La madre se sentó de nuevo.
– Todo parece tan irreal… Tengo la sensación de no saber qué está pasando, aunque sí sé que se trata de algo importante. Es como si todo le estuviera ocurriendo a otra persona, no a mí. Como si ustedes estuvieran aquí por otro. Es todo un gran error. ¿Esto es real? ¡Oh Dios mío! No sé qué sentir, qué pensar. -Levantó la vista hacia mí-. ¿Cómo puedo pensar con coherencia cuando de pronto todo el mundo parece haberse vuelto loco?
No supe qué responder.
Entonces sonó el teléfono, un timbrazo furioso, alarmante. La madre atravesó la habitación y descolgó el auricular. Presté atención. Enseguida supe quién llamaba y por qué, aunque sólo oía las respuestas de la mujer.
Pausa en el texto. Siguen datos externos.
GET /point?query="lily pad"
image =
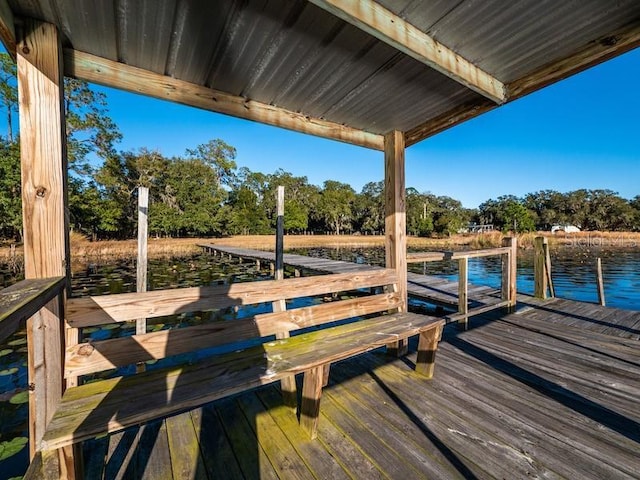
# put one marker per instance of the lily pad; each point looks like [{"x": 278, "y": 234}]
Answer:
[
  {"x": 18, "y": 398},
  {"x": 13, "y": 446}
]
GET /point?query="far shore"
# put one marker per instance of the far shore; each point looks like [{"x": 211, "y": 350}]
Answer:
[{"x": 84, "y": 251}]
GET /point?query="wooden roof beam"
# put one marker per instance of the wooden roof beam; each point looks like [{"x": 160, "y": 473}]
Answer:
[
  {"x": 99, "y": 70},
  {"x": 386, "y": 26},
  {"x": 590, "y": 55},
  {"x": 7, "y": 28}
]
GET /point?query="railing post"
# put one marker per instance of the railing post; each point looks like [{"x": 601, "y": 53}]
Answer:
[
  {"x": 463, "y": 292},
  {"x": 509, "y": 271},
  {"x": 45, "y": 215}
]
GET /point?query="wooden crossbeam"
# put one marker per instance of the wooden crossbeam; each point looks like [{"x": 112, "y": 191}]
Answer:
[
  {"x": 99, "y": 70},
  {"x": 386, "y": 26}
]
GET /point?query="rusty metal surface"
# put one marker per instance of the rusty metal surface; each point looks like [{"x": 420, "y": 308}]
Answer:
[{"x": 295, "y": 55}]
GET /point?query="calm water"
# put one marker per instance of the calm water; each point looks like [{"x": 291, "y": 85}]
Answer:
[{"x": 573, "y": 273}]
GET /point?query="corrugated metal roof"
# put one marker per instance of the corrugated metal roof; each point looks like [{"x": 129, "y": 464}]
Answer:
[{"x": 295, "y": 55}]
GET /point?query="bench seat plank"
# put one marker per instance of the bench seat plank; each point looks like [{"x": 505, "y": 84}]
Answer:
[{"x": 110, "y": 405}]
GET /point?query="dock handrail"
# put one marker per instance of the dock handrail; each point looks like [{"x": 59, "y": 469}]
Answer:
[
  {"x": 508, "y": 278},
  {"x": 23, "y": 299}
]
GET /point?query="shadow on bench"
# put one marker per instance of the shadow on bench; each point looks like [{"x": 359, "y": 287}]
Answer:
[{"x": 229, "y": 356}]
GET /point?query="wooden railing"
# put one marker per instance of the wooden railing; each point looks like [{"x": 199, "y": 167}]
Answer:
[
  {"x": 508, "y": 254},
  {"x": 22, "y": 300}
]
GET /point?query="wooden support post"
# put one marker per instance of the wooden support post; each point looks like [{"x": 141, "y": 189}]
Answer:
[
  {"x": 310, "y": 405},
  {"x": 539, "y": 269},
  {"x": 280, "y": 233},
  {"x": 600, "y": 280},
  {"x": 287, "y": 384},
  {"x": 395, "y": 219},
  {"x": 45, "y": 220},
  {"x": 427, "y": 346},
  {"x": 510, "y": 271},
  {"x": 547, "y": 267},
  {"x": 141, "y": 270},
  {"x": 463, "y": 292},
  {"x": 141, "y": 266}
]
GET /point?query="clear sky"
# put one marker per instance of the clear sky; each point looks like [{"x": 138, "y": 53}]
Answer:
[{"x": 583, "y": 132}]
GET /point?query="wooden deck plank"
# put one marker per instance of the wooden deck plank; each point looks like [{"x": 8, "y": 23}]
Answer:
[
  {"x": 375, "y": 449},
  {"x": 453, "y": 429},
  {"x": 217, "y": 453},
  {"x": 282, "y": 454},
  {"x": 254, "y": 462},
  {"x": 184, "y": 448},
  {"x": 312, "y": 452}
]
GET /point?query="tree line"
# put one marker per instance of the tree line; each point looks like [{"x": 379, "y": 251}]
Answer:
[{"x": 204, "y": 193}]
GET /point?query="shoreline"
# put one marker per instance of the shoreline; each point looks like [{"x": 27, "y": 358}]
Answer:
[{"x": 84, "y": 251}]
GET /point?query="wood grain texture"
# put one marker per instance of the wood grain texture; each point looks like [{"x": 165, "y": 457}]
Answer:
[
  {"x": 44, "y": 196},
  {"x": 23, "y": 299},
  {"x": 110, "y": 405},
  {"x": 395, "y": 210},
  {"x": 100, "y": 310},
  {"x": 124, "y": 77},
  {"x": 383, "y": 24}
]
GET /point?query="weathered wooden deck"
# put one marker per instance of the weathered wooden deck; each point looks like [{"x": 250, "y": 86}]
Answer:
[
  {"x": 430, "y": 288},
  {"x": 545, "y": 392}
]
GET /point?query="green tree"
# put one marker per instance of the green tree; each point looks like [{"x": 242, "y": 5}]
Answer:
[
  {"x": 218, "y": 155},
  {"x": 335, "y": 205},
  {"x": 368, "y": 208}
]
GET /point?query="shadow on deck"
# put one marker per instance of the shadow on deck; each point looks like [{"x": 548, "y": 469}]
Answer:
[{"x": 521, "y": 395}]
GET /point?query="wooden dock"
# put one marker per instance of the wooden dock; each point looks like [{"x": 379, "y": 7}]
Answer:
[
  {"x": 543, "y": 392},
  {"x": 429, "y": 288}
]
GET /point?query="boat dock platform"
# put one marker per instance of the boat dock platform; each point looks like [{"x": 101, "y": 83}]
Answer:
[
  {"x": 432, "y": 289},
  {"x": 550, "y": 391}
]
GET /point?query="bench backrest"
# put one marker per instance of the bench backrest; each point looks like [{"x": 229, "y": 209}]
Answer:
[{"x": 90, "y": 357}]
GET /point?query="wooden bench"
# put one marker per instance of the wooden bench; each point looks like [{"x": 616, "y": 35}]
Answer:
[{"x": 110, "y": 405}]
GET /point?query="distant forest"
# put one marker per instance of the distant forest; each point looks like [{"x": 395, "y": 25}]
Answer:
[{"x": 204, "y": 193}]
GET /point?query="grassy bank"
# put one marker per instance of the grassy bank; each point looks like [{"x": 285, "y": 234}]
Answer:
[{"x": 84, "y": 251}]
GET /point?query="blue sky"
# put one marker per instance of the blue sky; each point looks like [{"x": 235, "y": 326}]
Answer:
[{"x": 579, "y": 133}]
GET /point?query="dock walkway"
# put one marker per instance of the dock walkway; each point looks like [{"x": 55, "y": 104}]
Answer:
[
  {"x": 434, "y": 290},
  {"x": 539, "y": 393}
]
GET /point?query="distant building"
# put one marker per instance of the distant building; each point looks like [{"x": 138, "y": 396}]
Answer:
[
  {"x": 475, "y": 228},
  {"x": 565, "y": 228}
]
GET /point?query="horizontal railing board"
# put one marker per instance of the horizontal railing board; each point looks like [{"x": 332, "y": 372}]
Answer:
[
  {"x": 23, "y": 299},
  {"x": 416, "y": 257},
  {"x": 86, "y": 358},
  {"x": 104, "y": 309}
]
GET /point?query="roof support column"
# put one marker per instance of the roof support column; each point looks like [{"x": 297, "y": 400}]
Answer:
[
  {"x": 395, "y": 213},
  {"x": 44, "y": 200}
]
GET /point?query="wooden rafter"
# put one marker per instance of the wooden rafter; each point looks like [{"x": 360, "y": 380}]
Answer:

– Sí, querido -dijo-. Estoy bien. -De pronto su rostro se contrajo y sus ojos se abrieron desorbitadamente-. ¡Dímelo! -gritó-. ¡Dímelo! -Cerró los párpados y apretó los dientes. Luego se sentó en una silla, con la espalda rígida y la mirada al frente-. ¡Ya estoy sentada! ¡Dímelo! ¡Dímelo! ¡Dímelo!
Entonces, repentinamente, se llevó la mano a la cara, su único gesto de horror.
– Oh, Dios mío -musitó-. Mi niña. -Colgó el auricular con cuidado y suavidad, como si no quisiera despertar a alguien-. Es ella -me dijo con voz apagada-. Mi hija. Mi niña.
– Señora, ¿hay alguien a quien podamos llamar? -pregunté-. ¿Algún vecino, tal vez?
No parecía oírme.
– Mi niña -repetía.
Porter indicó la puerta con un movimiento de cabeza. Yo asentí.
– Ya nos vamos, señora -dije-. Lo sentimos mucho.
– ¿Quién ha podido hacer esto? -dijo ella en un tono frío y uniforme-. ¿Qué clase de animal es capaz de hacer algo así? Oh, Dios mío, ¿qué ha pasado? ¿Quién querría matar a mi niña? Oh, mi hijita…
Finalmente, la voz se le quebró como si fuera de cristal, y ella comenzó a gemir, balanceándose hacia atrás y hacia delante, sujetándose el vientre. El teléfono volvió a sonar una y otra vez, pero ella no se levantó a contestar. Al final, levanté el auricular. Era su esposo.
– ¡Hola, hola! ¿Querida? -gritaba.
– No -dije-. Soy el periodista del Journal. Oiga, creo que ella necesita que alguien se quede a hacerle compañía. ¿Conoce a algún vecino?
El esposo, confundido, guardó silencio por un momento.
– Sí, al lado -respondió al fin-. Los Allen. En la casa de la derecha. Yo tengo que prestar declaración a la policía. Dígale que iré a casa lo antes posible. Gracias… por su ayuda.